The wetlands of Prèspa in northwestern Greece are one of the most biologically rich and diverse regions in Europe. Over 260 species of birds migrate, winter and breed there, including the world's largest colony of the rare Dalmatian pelican. In the mid-1960s, government projects introduced large irrigation systems, commercial fertilizers and mechanized farming, quickly endangering the intricate ecology of the wetland.
Biologists Myrsini Malakou and Giorgios Catsadorakis used their research in the region to help the local communities seek alternatives. They taught organic farming and reintroduced traditional practices that sustained both the people and the wetlands. They founded the community-based Prèspa Center for Man and Nature, and they continue to serve as director and scientific advisor to the Society for the Protection of Prèspa.

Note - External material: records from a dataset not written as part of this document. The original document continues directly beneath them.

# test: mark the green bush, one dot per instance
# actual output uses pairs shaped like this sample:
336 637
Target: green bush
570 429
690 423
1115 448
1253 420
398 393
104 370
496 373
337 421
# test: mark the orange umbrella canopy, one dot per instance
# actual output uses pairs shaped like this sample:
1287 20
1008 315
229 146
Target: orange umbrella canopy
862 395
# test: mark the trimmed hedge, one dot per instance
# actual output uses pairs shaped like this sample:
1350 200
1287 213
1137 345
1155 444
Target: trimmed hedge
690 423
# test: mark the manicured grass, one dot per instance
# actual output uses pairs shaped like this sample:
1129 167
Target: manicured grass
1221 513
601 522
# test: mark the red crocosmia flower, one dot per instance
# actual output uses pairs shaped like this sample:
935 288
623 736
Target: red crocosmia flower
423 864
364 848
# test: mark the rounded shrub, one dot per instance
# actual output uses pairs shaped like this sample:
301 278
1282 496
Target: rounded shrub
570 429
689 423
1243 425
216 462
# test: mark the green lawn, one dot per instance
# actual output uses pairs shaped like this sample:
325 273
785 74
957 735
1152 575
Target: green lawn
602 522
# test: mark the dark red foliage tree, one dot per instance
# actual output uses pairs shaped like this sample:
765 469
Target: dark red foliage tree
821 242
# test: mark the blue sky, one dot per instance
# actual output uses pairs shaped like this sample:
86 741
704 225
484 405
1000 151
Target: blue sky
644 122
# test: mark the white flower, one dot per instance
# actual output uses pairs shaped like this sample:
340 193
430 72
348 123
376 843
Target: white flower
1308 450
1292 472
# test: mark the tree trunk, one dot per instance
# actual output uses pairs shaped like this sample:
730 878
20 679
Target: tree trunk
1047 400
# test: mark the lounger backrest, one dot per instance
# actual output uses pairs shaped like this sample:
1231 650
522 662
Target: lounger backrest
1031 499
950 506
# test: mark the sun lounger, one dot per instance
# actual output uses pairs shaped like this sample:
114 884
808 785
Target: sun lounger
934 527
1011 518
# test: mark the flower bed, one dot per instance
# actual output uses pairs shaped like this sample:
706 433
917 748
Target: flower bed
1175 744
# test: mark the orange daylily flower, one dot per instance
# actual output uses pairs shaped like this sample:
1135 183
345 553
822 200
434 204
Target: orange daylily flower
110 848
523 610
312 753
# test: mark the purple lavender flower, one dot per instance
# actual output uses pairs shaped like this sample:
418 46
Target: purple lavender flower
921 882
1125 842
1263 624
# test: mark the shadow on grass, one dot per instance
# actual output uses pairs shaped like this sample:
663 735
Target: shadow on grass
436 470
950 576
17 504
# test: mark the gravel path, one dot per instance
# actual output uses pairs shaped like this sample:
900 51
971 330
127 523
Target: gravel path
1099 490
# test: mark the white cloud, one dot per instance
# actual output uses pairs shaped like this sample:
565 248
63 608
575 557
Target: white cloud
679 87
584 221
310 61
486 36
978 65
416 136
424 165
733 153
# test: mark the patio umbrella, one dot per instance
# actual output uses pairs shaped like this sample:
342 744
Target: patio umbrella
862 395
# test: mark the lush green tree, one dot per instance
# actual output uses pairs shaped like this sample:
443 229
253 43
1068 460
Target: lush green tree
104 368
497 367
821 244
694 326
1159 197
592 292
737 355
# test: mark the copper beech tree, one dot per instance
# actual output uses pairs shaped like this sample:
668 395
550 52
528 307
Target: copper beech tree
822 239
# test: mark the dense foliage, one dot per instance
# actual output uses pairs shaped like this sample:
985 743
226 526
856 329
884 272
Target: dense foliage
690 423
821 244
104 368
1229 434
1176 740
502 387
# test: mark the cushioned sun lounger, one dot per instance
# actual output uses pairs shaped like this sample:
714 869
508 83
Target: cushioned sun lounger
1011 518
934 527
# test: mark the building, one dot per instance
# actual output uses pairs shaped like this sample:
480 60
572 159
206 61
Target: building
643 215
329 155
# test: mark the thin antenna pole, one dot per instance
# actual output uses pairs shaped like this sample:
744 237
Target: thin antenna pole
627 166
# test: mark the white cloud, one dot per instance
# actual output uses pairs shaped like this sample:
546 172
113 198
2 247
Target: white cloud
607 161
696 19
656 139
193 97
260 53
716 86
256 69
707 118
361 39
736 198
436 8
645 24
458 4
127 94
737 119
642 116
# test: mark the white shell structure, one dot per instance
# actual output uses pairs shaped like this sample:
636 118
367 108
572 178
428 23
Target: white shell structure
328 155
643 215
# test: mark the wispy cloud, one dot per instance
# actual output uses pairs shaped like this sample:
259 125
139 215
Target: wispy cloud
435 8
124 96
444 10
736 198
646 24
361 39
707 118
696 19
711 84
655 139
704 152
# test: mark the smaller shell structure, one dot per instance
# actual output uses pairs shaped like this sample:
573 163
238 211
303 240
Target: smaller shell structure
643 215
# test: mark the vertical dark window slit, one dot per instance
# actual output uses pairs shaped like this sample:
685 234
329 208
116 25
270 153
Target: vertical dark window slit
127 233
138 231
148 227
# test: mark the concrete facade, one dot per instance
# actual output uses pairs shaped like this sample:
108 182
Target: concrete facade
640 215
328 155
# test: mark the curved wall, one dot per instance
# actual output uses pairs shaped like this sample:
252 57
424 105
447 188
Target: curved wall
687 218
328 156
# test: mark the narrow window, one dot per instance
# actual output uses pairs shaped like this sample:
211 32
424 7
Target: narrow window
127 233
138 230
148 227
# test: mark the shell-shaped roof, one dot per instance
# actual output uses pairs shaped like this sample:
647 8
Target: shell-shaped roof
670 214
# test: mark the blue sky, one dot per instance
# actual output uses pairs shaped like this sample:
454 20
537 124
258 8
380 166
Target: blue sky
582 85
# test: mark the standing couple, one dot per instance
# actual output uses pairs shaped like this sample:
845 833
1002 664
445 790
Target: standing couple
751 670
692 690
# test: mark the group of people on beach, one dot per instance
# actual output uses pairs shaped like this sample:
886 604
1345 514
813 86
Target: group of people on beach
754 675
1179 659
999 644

Thanks to their dedication and years of work, the destruction of the wetlands was halted and restoration began. Their singular groundbreaking achievement came on February 2, 2000, when, in response to their proposal, the prime ministers of Albania, the former Yugoslav Republic of Macedonia and Greece signed an agreement establishing the first transboundary protected area in the Balkans—an agreement that was co-signed by the European Union in 2010. At the signing ceremony, the prime ministers declared that the Prèspa Park would be a model of peaceful collaboration between their countries. Malakou and Catsadorakis continue to work on the Transboundary Prèspa Park, together with their partners around the lakes. They are also extending partnerships for the protection of Dalmatian pelicans throughout southeast Europe.